Use eq. (2.36): K↑= –(0.5)·(–327 W m–2)= 163 W m–2

Use eq. (2.33): F* =(–327)+(163)+(–350)+(400) W m–2

F* = –114 W m–2

Check: Units OK. Magnitude and sign OK.

Exposition: Negative sign means net inflow to the surface, such as would cause daytime warming.

# 2.4.2. Longwave (IR)

Upward emission of IR radiation from the Earth’s surface can be found from the Stefan-Boltzmann relationship:

\ \begin{align}I \uparrow=e_{I R} \cdot \sigma_{S B} \cdot T^{4}\tag{2.37}\end{align}

where eIR is the surface emissivity in the IR portion of the spectrum (eIR = 0.9 to 0.99 for most surfaces), and σSB is the Stefan-Boltzmann constant (= 5.67x10–8 W·m–2·K–4).

However, downward IR radiation from the atmosphere is much more difficult to calculate. As an alternative, sometimes a net longwave flux is defined by

\ \begin{align}I^{*}=I \downarrow+I \uparrow\tag{2.38}\end{align}

One approximation for this flux is

\ \begin{align}I^{*}=b \cdot\left(1-0.1 \sigma_{H}-0.3 \sigma_{M}-0.6 \sigma_{L}\right)\tag{2.39}\end{align}

where parameter b = 98.5 W·m–2 , or b = 0.08 K·m·s–1 in kinematic units.

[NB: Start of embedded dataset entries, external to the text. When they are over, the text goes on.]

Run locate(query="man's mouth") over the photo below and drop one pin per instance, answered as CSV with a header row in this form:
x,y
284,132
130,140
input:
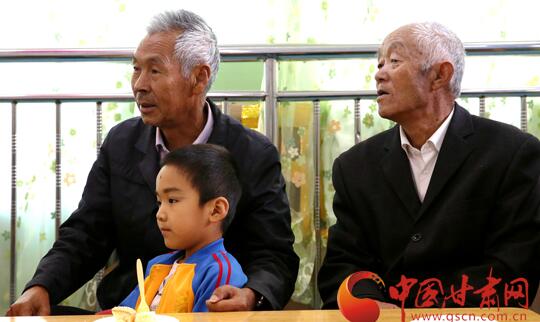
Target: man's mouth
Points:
x,y
146,107
381,92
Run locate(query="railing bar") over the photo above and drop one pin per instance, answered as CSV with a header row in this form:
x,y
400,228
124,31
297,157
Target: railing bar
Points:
x,y
261,52
317,195
58,172
524,117
13,232
270,104
260,95
482,107
99,126
225,107
357,121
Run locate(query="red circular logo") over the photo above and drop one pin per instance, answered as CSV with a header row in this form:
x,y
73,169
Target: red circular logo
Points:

Combining eqs. (2.33), (2.34), (2.35), (2.36) and (2.39) gives the net radiation (F*, defined positive upward):

\ \begin{align} \mathbb{F}^{*}=-(1-A) \cdot S \cdot T_{r} \cdot \sin (\Psi)+I^{*} \quad daytime\tag{2.40a}\end{align}

\ \begin{align}=I^{*} \ \ \ \ \ \ \ \ \ \ \ nighttime \tag{2.40b}\end{align}

Sample Application

Find the net radiation at the surface in Vancouver, Canada, at noon (standard time) on 22 Jun. Low clouds are present with 30% coverage.

Assume: Grass lawns with albedo A = 0.2 .

No other clouds.

Given: σL = 0.3

Find: F* = ? W·m–2

Use ψ = 64.1° from an earlier Sample Application.​​​​​​​

Use eq. (2.35) to find the transmissivity:

Tr = [0.6+0.2·sinψ]·(1–0.4·σL)

= [0.6 + 0.2·sin(64.1°)]·[1–(0.4·0.3)]

= [0.80]·(0.88) = 0.686

Use eq. (2.39) to find net IR contribution:

I* = b·(1 – 0.6·σL)

= (98.5 W·m–2 )·[1–(0.6·0.3)] = 80.77 W·m–2

Use eq. (2.40a):

F* = –(1–A) · S · Tr · sin(ψ) + I*

= –(1–0.2) · (1361 W·m–2) · 0.686 · sin(64.1°) + 80.77 W·m–2

=( –671.89 + 80.77) W·m–2 = –591. W·m–2​​​​​​​

Check: Units OK. Physics OK.

Exposition: The surface flux is only about 43% of that at the top of the atmosphere, for this case. The negative sign indicates a net inflow of radiation to the surface, such as can cause warming during daytime.